In an article in the Wall Street Journal today, we get a look at yet another instance of corporate greed writ large, but on the shoulders of the small. MasterCard and Visa have eliminated the discount rate they had previously  given to small businesses for small transactions using a debit card. Essentially, they have decided to nickel and dime American consumers by hitting small businesses with fee increases. They have figured that if they can't get away with charging the consumer directly for the use of their debit cards, they can just as easily go through the back door. The effect of this change will be to force small businesses to raise prices on purchases under $10 or so.
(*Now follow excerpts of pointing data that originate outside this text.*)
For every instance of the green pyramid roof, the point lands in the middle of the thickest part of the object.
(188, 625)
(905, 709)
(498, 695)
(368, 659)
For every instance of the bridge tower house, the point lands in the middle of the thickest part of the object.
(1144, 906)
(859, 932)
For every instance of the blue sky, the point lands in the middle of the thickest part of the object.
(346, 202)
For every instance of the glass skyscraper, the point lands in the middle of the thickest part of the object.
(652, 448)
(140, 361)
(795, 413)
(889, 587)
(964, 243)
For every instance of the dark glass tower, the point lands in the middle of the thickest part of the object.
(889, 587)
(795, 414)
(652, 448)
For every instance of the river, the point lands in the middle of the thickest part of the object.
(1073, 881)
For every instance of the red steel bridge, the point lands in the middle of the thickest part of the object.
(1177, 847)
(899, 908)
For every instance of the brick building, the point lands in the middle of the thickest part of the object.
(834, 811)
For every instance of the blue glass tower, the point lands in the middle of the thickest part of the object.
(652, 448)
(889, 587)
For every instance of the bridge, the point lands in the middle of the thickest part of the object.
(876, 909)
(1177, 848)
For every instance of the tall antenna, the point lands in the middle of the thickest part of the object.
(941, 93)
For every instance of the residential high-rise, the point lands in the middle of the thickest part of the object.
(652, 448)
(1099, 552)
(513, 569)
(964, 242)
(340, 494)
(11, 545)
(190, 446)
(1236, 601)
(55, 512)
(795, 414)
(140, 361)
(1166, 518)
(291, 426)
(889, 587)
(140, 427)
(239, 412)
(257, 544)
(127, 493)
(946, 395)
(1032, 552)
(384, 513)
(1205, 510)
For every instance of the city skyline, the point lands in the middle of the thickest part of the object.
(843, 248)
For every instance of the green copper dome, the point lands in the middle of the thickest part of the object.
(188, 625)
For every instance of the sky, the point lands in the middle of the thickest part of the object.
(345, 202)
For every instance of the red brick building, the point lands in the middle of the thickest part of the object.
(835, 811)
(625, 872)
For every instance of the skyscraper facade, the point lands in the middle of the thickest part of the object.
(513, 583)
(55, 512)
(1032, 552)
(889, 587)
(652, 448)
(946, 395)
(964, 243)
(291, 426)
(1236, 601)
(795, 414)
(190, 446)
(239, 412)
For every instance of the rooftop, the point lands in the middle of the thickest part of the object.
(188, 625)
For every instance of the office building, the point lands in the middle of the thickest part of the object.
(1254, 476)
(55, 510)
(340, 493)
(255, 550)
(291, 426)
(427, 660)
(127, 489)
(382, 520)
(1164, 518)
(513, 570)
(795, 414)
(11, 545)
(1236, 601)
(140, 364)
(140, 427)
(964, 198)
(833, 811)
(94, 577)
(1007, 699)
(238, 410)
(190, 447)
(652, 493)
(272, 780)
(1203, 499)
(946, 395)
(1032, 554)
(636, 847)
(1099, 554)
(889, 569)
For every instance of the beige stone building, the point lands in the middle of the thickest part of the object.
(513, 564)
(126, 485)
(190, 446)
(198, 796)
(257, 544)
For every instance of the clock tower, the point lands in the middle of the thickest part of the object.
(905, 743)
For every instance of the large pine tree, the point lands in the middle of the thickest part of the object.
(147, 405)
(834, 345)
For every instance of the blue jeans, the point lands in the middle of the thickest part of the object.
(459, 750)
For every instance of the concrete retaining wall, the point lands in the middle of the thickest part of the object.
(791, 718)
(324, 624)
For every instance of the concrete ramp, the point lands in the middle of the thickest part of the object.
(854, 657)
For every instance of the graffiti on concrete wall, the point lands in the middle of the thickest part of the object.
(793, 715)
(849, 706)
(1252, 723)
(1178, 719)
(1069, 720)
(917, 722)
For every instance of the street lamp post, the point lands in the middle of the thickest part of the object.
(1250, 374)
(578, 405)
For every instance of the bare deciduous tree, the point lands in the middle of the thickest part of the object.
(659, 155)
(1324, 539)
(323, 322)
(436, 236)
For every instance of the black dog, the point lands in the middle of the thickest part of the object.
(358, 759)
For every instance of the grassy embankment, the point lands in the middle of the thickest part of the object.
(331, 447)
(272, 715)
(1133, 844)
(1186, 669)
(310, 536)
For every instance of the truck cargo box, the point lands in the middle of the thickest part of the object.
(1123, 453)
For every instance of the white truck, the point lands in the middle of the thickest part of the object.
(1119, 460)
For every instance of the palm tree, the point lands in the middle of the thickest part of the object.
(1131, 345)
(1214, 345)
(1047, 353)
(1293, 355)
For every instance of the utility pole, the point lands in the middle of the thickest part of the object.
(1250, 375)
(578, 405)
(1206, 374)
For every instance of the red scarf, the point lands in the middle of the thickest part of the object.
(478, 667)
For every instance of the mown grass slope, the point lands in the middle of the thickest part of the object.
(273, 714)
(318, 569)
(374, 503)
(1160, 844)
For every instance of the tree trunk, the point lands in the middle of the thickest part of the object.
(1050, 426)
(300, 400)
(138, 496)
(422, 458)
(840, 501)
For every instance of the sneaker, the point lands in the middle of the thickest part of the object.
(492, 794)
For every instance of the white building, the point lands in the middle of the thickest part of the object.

So, given this "squeeze 'em till they bleed" corporate philosophy, The People's Rating Agency is issuing a rating of Triple-C, or junk-status, to the credit and debit card industry.

Its Downgrade Time

We here at No Standards and Poor wish to make clear some assumptions that many readers may be making as they first encounter the People's Rating Agency. Unlike the other risk-oriented agencies, who exert pressure far out of proportion to their true value to society at large, the People's Rating Agency will rate risk on the basis of true performance to that very society at large.

To be clear, we will rate:

1. Other rating's agencies
2. Government agencies, local, state, and national
3. Corporations
4. and that includes Web-only companies
5. Political organizations, tax-exempt or not

The ratings will be predicated on the following criteria:

1. Responsiveness to the public
2. Fairness to consumers
3. Balance or lack thereof between the lowest pay grade and the highest
4. Honesty in dealings with public agencies; and for public agencies, their honesty in openness about such dealings
5. Transparency
6. Lack of partisan rhetoric, or the excess of same
7. Degree of bondage to foreign governments
8. Degree to which profits, jobs, and accountability are moved off-shore
9. Level of tax dodging
10. Level of honest job creation, with fair wages and benefits, and responsiveness to the environment

The rating system will be the same as promulgated by the other rating agencies already exerting control on governments and corporations, which result in every instance with some form of damage to the 99%. Thus, a AAA rating will be earned by how well the entity performs against the above criteria. For each letter downgrade, a clear and straight-forward rationale will be provided.

As to what our ratings will mean to those so rated, it is hoped that all such entities find cause to hold these ratings at least to the same light as they do to Moody's and Standard & Poors, among others. It is simply unacceptable to rate merely on financial performance and stability. It's well past time all such entities were rated on their full value and impact on the society they both profit from, and control.

Comments from the public at large are welcomed and encouraged. We urge you to do so in a civil manner. Any comments that are abusive or potentially libelous will be removed. Just because the 1% doesn't play nice, doesn't mean we have to follow their lead.